An ion is something - an atom or particle of some sort - which has a charge. An electrical charge arises on a particle when the balance of its subatomic particles is lost; so instead of having the same number of protons and electrons, it has more of one than the other.
This is simply achieved by adding or taking away electrons from the outside of the particle, because the outside is the easiest bit to get to and less firmly stuck together than the nucleus or centre of the particle. If you lose one electron from the outside, then you'll have more protons than electrons, and end up with a positive charge of +1. If you gain an electron on the outside, you'll become negative with a charge of -1.
Most chemicals do not fly around in nature in the form of single atoms. They tend to form bonds. If both of the atoms that are forming a bond have an outer electron shell which is almost full, they will usually produced covalent bonds. However, if one is almost full and the other is almost empty, one will donate its electrons to the other to form an ionic bond.
This means that a lot of chemicals in nature are in the form of ions. This is particularly true of metals, e.g. sodium or potassium. In the body, these ions will commonly be referred to as electrolytes because, when they are dissolved in a solution, they help it to conduct electricity.
A cation is a positive ion. This means that it has lost at least one electron from the outside. Losing one electron means that the total number of protons in the nucleus will be bigger than the number of electrons around the outside. The overall (or 'net') charge is a positive one.

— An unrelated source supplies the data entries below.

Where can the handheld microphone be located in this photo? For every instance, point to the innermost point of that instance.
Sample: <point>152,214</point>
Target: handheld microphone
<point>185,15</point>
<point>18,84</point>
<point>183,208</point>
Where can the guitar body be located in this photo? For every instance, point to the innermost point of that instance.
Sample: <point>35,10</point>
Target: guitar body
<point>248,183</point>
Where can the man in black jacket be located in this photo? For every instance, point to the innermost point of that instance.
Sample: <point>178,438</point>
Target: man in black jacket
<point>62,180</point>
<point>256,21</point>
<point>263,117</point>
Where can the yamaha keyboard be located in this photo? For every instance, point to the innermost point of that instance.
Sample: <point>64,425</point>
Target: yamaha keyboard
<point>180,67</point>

Cations do not need to have lost only one electron. The more electrons that are lost, the higher the number (e.g. +3). The number of electrons which can be lost usually depends on which atom you had to start with; for instance, a sodium cation is commonly a +1 ion. However, some atoms are able to vary the number of electrons they lose; for instance, iron is able to lose either 2 or 3 electrons, giving it a charge of +2 or +3.
Metals easily conduct electricity because they have less hold on their electrons. This means that a metal is more likely to lose an electron than to gain one. Therefore, when a metal atom becomes an ion, it is more likely to become a cation. The hydrogen ion is a unique example of a cation; it contains just the one proton, so it has more protons than electrons and carries a positive charge.
An anion is a negative ion. This means that is has gained at least one electron to its outer shell. Gaining one electron means the total number of electrons in the outer shell will be better than the number of protons in the nucleus. The net charge is a negative one.
Like with cations, anions can gain more than one electron, so the charge may be even less than -1. Oxygen, for example, tends to gain 2 electrons forming a charge of -2.
In nature, most acids are made up of an anion and a hydrogen ion; for instance, carbonic acid is made up of carbonate (an anion) plus a hydrogen ion. The acid is able to donate the hydrogen ion (which is what makes it an acid in the first place!), and is made up of the ionic bond between the negative anion and the positive hydrogen.